Among them, the image mask at a certain point is 1, which means the pixel is visible, and 0, which means the pixel is invisible; CT _i represents the contrast detection threshold corresponding to the center frequency of the i-th frequency band, which is equal to the reciprocal of the contrast sensitivity at that frequency, That is, CT _i =1/CS _i =1/CS(f ₀ /α), where CS(f) represents the contrast sensitivity function, and the unit of f is cycle/degree; f ₀ represents the center frequency of the i-th frequency band, The unit is period/image; α represents the viewing angle, which is related to the size of the image and the distance between the observer and the image. It is simply estimated by α = arctan (w/2d), where w represents the width of the image and d represents the distance between the observer and the image. Distance; b _i (x, y) represents the band-pass filtering result of the image on the i-th frequency band.

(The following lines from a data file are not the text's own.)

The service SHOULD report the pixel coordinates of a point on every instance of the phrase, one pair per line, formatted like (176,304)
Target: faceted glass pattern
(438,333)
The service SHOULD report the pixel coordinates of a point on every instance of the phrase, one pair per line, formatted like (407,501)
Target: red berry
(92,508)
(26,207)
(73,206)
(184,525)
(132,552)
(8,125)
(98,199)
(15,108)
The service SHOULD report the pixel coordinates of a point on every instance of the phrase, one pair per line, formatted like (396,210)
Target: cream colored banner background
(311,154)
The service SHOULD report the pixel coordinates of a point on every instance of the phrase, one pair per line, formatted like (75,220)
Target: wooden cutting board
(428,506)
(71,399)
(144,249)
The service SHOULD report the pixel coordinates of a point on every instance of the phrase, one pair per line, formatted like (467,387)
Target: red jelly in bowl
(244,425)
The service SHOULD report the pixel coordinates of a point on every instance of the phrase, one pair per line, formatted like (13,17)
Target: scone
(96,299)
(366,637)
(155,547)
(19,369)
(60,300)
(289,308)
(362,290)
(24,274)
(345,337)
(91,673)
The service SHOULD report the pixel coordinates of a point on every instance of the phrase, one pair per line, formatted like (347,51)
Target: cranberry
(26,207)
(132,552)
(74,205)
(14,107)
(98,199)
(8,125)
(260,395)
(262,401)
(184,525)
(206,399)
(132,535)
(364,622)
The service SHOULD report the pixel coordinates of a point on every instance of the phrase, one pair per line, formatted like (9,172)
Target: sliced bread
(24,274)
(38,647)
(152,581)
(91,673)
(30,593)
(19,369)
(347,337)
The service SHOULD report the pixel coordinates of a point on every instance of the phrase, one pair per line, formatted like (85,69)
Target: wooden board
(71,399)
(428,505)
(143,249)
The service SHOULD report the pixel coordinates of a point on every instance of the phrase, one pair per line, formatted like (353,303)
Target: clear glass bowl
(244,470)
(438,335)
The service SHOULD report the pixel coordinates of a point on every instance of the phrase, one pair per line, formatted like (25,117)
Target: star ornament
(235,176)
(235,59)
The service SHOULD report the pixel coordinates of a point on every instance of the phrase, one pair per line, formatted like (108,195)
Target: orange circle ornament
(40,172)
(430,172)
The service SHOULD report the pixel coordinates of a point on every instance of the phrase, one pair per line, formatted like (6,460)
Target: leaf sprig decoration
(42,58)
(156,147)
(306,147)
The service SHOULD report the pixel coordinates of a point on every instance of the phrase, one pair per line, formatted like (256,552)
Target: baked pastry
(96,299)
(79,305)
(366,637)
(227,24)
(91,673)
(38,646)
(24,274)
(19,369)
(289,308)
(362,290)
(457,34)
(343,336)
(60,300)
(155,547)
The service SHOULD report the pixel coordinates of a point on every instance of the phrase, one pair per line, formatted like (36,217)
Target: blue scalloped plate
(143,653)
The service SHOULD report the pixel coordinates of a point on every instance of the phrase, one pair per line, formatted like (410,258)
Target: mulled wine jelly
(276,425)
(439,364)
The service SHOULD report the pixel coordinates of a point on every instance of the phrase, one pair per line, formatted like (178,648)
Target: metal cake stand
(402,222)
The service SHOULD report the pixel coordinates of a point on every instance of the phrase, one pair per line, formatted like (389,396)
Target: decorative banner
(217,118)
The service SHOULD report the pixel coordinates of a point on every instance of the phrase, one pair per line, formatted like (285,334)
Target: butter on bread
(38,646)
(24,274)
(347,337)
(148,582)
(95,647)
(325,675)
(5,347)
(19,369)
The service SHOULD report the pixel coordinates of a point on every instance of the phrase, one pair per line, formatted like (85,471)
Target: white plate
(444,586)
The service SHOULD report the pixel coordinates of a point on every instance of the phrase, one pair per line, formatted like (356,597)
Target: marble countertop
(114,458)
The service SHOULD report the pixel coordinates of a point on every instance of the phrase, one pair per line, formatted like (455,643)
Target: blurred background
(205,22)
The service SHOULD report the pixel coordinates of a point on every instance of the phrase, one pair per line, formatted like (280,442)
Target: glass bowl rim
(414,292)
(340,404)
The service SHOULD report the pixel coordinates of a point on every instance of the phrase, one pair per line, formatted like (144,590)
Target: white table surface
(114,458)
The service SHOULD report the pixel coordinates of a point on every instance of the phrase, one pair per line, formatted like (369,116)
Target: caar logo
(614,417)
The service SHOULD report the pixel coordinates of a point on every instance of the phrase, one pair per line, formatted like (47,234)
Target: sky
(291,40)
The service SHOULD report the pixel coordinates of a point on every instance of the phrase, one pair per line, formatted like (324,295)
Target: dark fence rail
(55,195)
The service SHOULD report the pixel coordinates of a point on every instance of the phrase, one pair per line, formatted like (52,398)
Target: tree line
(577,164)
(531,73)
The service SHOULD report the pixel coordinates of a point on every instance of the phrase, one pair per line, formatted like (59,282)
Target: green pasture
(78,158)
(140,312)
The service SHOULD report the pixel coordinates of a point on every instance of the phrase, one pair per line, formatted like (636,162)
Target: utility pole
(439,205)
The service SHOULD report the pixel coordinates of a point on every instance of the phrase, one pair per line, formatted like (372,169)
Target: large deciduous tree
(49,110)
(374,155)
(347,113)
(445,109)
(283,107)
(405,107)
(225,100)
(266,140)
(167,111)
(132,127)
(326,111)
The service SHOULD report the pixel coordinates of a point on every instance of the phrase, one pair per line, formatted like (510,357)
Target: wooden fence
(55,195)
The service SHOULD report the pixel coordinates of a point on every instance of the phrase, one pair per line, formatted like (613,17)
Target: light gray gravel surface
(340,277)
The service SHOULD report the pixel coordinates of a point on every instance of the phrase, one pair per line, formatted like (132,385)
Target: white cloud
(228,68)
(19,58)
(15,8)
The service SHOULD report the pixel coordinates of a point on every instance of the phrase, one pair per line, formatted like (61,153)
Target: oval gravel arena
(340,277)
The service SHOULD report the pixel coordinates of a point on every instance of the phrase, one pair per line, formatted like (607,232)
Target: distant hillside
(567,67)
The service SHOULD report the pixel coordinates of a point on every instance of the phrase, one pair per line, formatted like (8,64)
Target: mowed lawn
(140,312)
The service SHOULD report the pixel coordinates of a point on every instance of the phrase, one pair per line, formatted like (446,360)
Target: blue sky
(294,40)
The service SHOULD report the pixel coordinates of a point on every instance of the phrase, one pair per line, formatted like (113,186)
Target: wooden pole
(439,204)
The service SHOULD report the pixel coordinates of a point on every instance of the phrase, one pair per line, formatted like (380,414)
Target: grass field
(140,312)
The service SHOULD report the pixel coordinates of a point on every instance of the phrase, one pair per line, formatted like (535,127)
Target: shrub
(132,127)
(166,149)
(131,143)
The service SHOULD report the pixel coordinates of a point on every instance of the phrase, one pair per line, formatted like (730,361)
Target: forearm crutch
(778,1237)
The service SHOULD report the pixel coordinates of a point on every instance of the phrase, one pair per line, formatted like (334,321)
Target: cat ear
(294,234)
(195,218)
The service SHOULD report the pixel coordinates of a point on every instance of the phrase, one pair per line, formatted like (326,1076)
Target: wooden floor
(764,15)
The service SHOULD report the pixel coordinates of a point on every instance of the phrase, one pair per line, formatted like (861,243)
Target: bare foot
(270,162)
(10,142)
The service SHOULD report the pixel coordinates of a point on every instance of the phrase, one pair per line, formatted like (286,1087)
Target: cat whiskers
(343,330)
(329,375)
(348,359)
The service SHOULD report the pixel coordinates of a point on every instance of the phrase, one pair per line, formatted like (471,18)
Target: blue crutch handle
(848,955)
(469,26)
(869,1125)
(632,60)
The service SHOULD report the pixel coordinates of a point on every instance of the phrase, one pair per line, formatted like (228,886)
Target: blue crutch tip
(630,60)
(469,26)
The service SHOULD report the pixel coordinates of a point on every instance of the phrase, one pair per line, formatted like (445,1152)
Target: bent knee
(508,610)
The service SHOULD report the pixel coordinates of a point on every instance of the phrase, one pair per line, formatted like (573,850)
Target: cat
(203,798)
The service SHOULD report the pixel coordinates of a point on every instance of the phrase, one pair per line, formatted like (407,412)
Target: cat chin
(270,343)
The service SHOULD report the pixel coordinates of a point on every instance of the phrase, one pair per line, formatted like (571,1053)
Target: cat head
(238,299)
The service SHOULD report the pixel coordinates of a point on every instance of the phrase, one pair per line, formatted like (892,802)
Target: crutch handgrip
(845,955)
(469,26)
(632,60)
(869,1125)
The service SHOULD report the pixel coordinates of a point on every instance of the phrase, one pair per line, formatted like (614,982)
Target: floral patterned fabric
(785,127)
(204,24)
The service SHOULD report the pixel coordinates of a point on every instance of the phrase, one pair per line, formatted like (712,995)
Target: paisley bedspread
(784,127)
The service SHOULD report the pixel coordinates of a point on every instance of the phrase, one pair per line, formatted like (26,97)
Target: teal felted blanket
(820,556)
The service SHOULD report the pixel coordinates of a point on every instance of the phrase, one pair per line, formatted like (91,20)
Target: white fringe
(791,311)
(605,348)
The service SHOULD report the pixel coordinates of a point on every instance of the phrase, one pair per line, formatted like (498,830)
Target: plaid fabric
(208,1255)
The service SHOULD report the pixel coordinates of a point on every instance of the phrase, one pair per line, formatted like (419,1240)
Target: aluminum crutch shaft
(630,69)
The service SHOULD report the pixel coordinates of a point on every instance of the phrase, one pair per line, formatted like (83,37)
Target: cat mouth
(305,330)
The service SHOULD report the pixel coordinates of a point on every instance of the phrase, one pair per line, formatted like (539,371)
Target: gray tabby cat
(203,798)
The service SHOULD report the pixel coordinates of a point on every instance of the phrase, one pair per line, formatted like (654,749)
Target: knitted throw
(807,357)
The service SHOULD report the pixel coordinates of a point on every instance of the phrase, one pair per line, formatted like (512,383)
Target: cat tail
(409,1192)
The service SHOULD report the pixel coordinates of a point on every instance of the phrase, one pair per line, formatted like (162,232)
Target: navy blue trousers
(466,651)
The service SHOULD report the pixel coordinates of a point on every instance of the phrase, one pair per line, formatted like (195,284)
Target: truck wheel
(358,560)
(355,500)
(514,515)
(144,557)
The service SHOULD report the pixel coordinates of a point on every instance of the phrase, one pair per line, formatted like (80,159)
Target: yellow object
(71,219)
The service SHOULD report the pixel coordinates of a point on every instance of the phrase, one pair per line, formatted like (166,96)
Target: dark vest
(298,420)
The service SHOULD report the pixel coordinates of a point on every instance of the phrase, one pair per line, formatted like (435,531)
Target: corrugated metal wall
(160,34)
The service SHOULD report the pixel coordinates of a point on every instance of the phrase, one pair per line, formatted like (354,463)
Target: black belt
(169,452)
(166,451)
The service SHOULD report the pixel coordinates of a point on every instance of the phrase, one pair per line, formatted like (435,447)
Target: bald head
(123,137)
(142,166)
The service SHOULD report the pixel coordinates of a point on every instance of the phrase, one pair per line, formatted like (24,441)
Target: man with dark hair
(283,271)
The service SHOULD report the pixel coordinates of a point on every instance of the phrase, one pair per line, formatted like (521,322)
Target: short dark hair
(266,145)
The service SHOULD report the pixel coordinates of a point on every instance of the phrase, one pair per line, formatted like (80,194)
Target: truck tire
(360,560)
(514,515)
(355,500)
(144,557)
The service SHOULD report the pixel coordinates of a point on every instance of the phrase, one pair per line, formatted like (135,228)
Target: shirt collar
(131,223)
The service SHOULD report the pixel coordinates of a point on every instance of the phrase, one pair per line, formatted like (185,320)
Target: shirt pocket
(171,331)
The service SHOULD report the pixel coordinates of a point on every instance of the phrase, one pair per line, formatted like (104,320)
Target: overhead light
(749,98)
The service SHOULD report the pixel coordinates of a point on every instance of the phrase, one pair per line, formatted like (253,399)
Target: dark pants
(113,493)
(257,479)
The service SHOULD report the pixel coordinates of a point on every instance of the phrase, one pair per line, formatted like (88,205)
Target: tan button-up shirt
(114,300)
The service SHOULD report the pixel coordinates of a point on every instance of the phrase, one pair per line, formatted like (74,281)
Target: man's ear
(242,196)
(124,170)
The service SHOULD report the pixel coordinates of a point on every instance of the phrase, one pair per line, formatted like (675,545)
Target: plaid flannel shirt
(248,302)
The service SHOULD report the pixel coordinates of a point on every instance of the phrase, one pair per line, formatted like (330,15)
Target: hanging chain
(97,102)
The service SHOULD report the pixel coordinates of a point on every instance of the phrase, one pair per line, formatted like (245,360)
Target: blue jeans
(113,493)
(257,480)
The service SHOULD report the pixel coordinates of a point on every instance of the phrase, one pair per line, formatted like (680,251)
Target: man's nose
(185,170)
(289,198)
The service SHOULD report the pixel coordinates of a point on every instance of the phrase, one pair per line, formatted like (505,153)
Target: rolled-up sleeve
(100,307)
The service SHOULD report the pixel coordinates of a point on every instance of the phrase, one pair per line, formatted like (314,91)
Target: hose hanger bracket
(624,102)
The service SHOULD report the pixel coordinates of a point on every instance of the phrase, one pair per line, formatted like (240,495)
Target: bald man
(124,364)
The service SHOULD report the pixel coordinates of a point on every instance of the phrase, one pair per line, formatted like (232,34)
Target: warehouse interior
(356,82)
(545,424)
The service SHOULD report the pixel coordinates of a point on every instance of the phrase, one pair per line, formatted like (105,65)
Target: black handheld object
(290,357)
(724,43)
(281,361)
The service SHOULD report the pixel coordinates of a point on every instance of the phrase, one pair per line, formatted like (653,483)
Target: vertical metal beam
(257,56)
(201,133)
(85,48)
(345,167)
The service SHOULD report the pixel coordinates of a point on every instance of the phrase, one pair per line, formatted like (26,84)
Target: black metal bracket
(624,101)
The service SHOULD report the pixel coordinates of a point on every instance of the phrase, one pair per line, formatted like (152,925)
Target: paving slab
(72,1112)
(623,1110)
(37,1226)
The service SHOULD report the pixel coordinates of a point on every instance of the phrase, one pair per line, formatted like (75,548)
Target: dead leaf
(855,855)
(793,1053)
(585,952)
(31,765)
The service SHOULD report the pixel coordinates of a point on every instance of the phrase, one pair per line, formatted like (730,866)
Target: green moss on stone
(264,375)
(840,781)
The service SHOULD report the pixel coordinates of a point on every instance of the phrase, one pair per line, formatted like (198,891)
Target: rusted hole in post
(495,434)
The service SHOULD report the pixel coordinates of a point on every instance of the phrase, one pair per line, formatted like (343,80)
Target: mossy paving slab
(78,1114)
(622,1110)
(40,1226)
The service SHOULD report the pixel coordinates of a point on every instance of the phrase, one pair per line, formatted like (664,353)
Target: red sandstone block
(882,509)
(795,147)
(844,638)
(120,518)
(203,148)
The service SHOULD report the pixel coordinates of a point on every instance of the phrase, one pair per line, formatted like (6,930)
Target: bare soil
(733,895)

8. The visually impaired assisted image enhancement method based on deep learning according to claim 5, characterized in that, in the S2, the image enhancement network is based on the standard UNet structure, with convolution and ReLU in each layer. Obtained by adding batch normalization in the middle and adding the Sigmoid activation function to the last layer of the enhanced network;

The image enhancement network based on UNet is cascaded with the visual system of the person with reduced central vision simulated in S1 to obtain the system. It is hoped that the system output and input are the same, and a loss function is constructed as the goal to train the neural network, where,

Assuming that the image enhancement network is F(Θ), the loss function used in system training is:

Among them, n is the number of training samples; I _i represents the i-th input image; ψ represents the simulated visual system in S1, whose input is an image, and the output is the simulated effect of seeing the image in the eyes of a person with reduced central vision.

9. A computer device, comprising at least one processor and at least one memory, wherein the memory stores a computer program that, when executed by the processor, enables the processor to execute claim 1 The visually impaired assisted image enhancement method based on deep learning according to any one of ~8.

10. A computer-readable storage medium that, when the instructions in the storage medium are executed by a processor in the device, enables the device to perform the deep learning-based vision impairment treatment according to any one of claims 1 to 8. Auxiliary image enhancement methods.